High intensity attosecond beamline for XUV pump XUV probe measurements with photon energies up to 150 eV

TL;DR

This paper introduces a new attosecond XUV beamline capable of pump-probe measurements up to 150 eV, with high stability and spatial resolution, advancing experimental capabilities in attosecond physics.

Contribution

The paper reports the construction and characterization of a novel high-energy, stable attosecond XUV beamline with integrated pump-probe capabilities for nonlinear studies.

Findings

Delivered up to 55 nJ pulse energy in the 65-150 eV range.

Achieved high stability (~5-10%) and low divergence (0.1 mrad).

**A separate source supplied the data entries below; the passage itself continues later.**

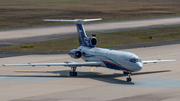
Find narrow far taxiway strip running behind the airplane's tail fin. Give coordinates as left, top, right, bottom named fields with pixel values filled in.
left=0, top=17, right=180, bottom=46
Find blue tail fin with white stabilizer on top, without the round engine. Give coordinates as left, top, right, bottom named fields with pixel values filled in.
left=42, top=18, right=102, bottom=46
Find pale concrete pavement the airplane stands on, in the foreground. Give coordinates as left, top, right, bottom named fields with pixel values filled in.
left=0, top=44, right=180, bottom=101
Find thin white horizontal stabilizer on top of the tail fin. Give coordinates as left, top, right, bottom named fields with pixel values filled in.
left=42, top=18, right=102, bottom=24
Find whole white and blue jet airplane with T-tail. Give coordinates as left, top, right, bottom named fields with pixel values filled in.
left=3, top=18, right=176, bottom=82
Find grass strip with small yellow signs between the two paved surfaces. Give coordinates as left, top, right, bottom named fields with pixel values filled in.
left=0, top=26, right=180, bottom=53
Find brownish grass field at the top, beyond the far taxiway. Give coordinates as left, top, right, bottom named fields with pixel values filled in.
left=0, top=0, right=180, bottom=29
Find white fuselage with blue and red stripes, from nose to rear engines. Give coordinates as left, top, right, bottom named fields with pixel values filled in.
left=78, top=46, right=142, bottom=72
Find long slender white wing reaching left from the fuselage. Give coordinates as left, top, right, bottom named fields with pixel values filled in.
left=3, top=62, right=102, bottom=67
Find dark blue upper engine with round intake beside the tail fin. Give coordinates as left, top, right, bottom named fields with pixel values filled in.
left=84, top=37, right=97, bottom=47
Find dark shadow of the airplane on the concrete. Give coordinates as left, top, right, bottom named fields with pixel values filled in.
left=0, top=70, right=171, bottom=85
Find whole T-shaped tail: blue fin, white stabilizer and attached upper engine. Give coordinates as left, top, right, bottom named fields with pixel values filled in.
left=43, top=18, right=102, bottom=48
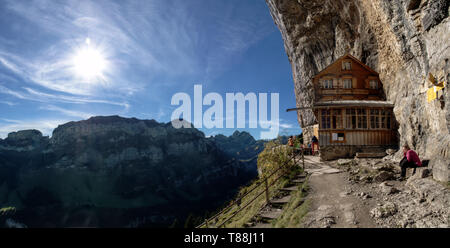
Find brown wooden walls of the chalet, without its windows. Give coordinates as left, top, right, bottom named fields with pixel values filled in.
left=313, top=55, right=397, bottom=146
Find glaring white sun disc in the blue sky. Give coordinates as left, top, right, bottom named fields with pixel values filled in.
left=72, top=38, right=107, bottom=80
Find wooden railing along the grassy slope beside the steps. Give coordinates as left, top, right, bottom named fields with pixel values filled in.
left=196, top=145, right=305, bottom=228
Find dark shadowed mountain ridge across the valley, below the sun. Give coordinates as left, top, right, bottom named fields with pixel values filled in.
left=0, top=116, right=257, bottom=227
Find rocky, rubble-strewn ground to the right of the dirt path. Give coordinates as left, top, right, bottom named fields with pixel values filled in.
left=335, top=158, right=450, bottom=228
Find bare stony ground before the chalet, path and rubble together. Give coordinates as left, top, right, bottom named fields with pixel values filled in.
left=248, top=156, right=450, bottom=228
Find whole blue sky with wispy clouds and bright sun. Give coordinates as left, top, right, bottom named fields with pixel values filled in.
left=0, top=0, right=301, bottom=139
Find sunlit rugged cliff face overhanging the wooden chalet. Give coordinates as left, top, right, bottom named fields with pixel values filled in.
left=266, top=0, right=450, bottom=182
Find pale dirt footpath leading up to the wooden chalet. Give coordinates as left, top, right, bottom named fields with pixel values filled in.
left=300, top=156, right=376, bottom=227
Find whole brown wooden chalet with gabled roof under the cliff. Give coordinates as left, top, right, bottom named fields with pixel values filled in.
left=305, top=55, right=398, bottom=160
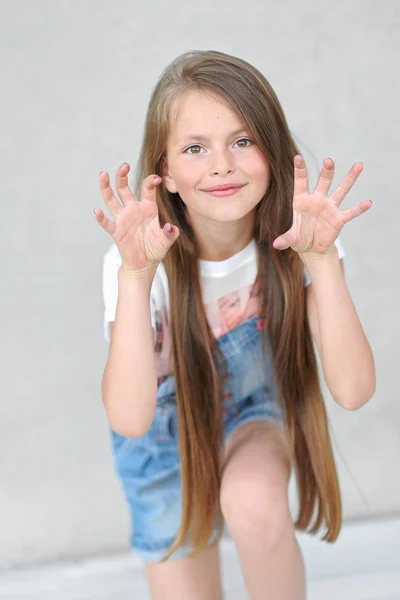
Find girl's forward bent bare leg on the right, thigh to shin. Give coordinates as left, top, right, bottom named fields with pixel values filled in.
left=221, top=422, right=306, bottom=600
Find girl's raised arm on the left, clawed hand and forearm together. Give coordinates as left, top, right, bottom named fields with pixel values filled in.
left=94, top=163, right=179, bottom=437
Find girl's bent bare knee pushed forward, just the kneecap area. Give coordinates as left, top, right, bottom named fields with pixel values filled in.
left=220, top=466, right=294, bottom=548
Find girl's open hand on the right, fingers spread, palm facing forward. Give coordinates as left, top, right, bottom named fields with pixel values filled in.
left=273, top=155, right=372, bottom=254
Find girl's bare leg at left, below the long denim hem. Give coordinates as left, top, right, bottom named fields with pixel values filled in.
left=146, top=546, right=222, bottom=600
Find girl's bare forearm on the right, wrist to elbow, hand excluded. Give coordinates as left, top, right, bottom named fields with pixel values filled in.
left=300, top=247, right=375, bottom=410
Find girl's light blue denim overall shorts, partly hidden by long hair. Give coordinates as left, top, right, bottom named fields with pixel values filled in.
left=111, top=317, right=283, bottom=562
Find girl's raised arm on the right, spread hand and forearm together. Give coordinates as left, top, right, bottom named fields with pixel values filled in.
left=273, top=155, right=375, bottom=410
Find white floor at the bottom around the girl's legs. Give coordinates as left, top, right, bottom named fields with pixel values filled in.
left=0, top=519, right=400, bottom=600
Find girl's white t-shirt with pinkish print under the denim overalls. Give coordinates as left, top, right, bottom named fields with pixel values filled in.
left=103, top=239, right=344, bottom=377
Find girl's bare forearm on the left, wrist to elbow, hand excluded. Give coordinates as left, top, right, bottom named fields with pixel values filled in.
left=102, top=267, right=157, bottom=437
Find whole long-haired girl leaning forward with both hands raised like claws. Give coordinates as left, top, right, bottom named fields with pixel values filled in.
left=95, top=52, right=375, bottom=600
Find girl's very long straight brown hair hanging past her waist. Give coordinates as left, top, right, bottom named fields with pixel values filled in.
left=138, top=51, right=342, bottom=557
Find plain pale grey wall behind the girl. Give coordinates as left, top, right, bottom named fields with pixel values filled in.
left=0, top=0, right=400, bottom=568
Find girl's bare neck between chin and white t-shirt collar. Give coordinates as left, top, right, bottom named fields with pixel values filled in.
left=191, top=213, right=254, bottom=261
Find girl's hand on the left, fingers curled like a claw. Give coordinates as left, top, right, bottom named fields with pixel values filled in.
left=94, top=163, right=179, bottom=273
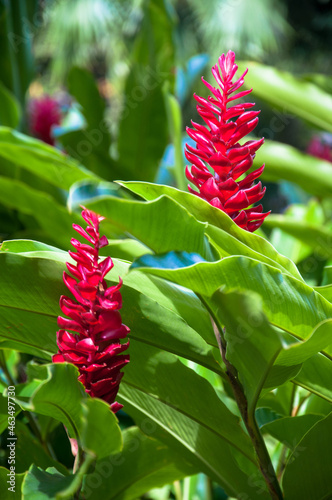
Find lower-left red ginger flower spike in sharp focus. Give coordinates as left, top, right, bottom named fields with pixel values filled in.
left=53, top=209, right=130, bottom=413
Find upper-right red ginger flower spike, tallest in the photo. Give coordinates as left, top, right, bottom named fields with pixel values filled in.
left=185, top=51, right=268, bottom=232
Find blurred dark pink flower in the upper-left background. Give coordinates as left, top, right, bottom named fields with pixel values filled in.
left=29, top=95, right=62, bottom=146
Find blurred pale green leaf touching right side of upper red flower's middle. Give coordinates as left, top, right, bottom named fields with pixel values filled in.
left=254, top=140, right=332, bottom=198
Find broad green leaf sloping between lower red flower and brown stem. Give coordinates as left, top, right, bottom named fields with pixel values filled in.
left=118, top=344, right=264, bottom=499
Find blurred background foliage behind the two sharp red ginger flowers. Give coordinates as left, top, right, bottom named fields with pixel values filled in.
left=0, top=0, right=332, bottom=500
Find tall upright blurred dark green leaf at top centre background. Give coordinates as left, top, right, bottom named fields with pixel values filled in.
left=118, top=0, right=175, bottom=181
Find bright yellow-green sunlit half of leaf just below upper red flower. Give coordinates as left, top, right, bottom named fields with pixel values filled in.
left=120, top=182, right=301, bottom=279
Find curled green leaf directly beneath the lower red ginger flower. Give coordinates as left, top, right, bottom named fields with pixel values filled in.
left=17, top=363, right=122, bottom=462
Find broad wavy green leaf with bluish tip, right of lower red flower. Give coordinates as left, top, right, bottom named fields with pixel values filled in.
left=131, top=252, right=332, bottom=338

Implemented split-and-delay stage for pump-probe experiments.

Abstract

The field of attosecond physics has expanded significantly in recent years, yet experimental facilities supporting attosecond pump attosecond probe spectroscopy remain rare. Here, we present a newly constructed beamline for the generation and application of energetic, isolated extreme ultraviolet (XUV) and soft X-ray attosecond pulses via upscaling of high-harmonic generation (HHG) in a gas medium. The fundamental properties of the HHG radiation energy, beam profile, spectrum, and divergence are characterized and optimized. The source delivers up to 55 nJ of pulse energy within the Zr window (65-150 eV) with high stability (~5-10) and a divergence of 0.1 mrad. Numerical simulations identify optimal operating conditions consistent with experimental results. Temporal super-resolution of the driving laser is applied, resulting in a broadened spectral continuum. Furthermore, the beamline includes a split-and-delay stage before focusing the HHG radiation to a <6 um spot for pump-probe experiments using two distinct focusing optics. Spatially resolved ion microscopy is employed to trace the generated ions at the focus. The presented beamline is designed for nonlinear XUV studies with attosecond isolated pulses.